Querida mascarilla…

Desde hace más de un año hemos incorporado a nuestras vidas algunas rutinas de higiene que nos han ayudado a protegernos (y a sentirnos protegidos) del contagio: lavarnos y desinfectar las manos, mantener la distancia social, llevar mascarilla. Sin embargo, de todas estas medidas, la que nos ha causado más molestias ha sido la mascarilla: sudor, sensación de asfixia, acné… la mayoría de nosotros en algún momento hemos deseado poder deshacernos de ella. Pero poquito a poco la tan odiada mascarilla ha conseguido entrar en nuestras vidas, conquistar ese sitio en nuestras caras y acaparar la función de frontera visible (e invisible) que nos protegía del contagio (y no solo de ello).

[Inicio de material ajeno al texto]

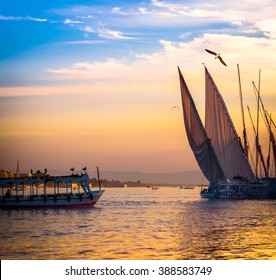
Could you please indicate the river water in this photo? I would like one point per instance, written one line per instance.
(143, 224)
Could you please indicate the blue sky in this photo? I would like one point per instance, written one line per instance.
(64, 63)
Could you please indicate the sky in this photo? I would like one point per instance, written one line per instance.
(92, 83)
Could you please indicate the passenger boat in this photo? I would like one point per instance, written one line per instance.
(43, 190)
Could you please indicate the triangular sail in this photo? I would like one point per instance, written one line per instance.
(197, 137)
(222, 132)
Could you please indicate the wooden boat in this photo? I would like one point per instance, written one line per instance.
(46, 191)
(217, 147)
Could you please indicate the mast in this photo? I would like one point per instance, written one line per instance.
(198, 139)
(99, 180)
(220, 128)
(269, 124)
(245, 144)
(258, 146)
(257, 128)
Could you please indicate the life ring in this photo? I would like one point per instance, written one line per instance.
(91, 196)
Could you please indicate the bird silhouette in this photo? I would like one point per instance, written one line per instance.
(217, 55)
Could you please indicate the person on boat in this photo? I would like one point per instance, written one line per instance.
(8, 194)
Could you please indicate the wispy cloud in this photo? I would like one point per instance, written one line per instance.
(22, 18)
(113, 34)
(69, 21)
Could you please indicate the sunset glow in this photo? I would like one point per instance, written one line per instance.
(93, 82)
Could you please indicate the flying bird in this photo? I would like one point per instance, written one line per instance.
(174, 107)
(217, 55)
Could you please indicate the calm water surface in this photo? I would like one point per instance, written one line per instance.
(140, 223)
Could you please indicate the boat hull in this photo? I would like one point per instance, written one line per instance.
(52, 201)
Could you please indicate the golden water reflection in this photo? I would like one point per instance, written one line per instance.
(138, 223)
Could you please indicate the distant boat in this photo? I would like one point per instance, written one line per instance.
(187, 187)
(47, 197)
(217, 147)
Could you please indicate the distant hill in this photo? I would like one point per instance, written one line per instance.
(179, 178)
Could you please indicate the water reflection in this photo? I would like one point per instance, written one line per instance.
(140, 223)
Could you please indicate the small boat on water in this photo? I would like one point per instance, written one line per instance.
(186, 187)
(46, 191)
(218, 150)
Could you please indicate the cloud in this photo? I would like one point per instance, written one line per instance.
(22, 18)
(69, 21)
(84, 42)
(113, 34)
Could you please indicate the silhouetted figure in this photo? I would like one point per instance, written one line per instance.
(8, 194)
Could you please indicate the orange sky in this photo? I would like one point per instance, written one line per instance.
(116, 112)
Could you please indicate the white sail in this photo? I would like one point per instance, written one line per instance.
(223, 135)
(197, 137)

Hace una semana se publicó en el BOE (Real Decreto- Ley 13/2021 de 24 de junio) la norma que establece el nuevo uso de la mascarilla. Un paso más hacia la tan deseada normalidad que al parecer no ha conseguido los resultados esperados. Es suficiente pasear por la calle para darnos cuenta que son muy pocas las personas que no la llevan.

¿Qué está pasando?

La mascarilla nos ha proporcionado la sensación de protección que tanto hemos necesitado. Ahora que podríamos prescindir de ella, nos sentimos desprotegidos, expuestos, vulnerables.

Nos hemos desconectado de las expresiones de nuestras caras, de las sonrisas, del semblante de alegría, tristeza, asco y de todas aquellas emociones que somos capaces de reflejar en nuestro rostro. Nos sentimos desnudos a los ojos de los demás. Pero ha llegado el momento de volver a conectarnos.

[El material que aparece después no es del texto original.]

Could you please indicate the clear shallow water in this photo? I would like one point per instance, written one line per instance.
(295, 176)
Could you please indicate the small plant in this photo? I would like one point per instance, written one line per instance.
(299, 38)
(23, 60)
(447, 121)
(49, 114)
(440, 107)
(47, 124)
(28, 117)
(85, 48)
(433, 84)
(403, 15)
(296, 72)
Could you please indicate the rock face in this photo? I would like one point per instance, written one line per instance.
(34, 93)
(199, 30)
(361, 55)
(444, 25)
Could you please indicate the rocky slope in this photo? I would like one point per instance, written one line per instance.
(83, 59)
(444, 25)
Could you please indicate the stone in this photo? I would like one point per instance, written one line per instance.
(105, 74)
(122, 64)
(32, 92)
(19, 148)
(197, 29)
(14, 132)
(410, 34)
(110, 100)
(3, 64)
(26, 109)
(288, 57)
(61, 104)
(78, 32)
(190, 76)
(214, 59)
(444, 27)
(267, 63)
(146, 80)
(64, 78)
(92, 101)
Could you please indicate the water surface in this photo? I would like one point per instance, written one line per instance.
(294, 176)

Las personas que más dificultad pueden tener son aquellas con tendencia a la hipocondría, ansiedad, TOC hacia la contaminación, o que han tenido experiencia directa con el virus. También puede influir nuestra autoestima: quien se ha conocido con mascarilla puede sentir temor relacionado a cómo le verán los demás.

Lo que pueden experimentar estas personas son pensamientos como “me puedo contagiar”, “la gente lo hace muy mal”, “como le parecerá mi cara”, pensamientos que pueden desencadenar emociones como angustia, miedo, ansiedad y que pueden llevar a síntomas físicos como dolores, sudoración, agitación, y a conductas de evitación o sobre protección.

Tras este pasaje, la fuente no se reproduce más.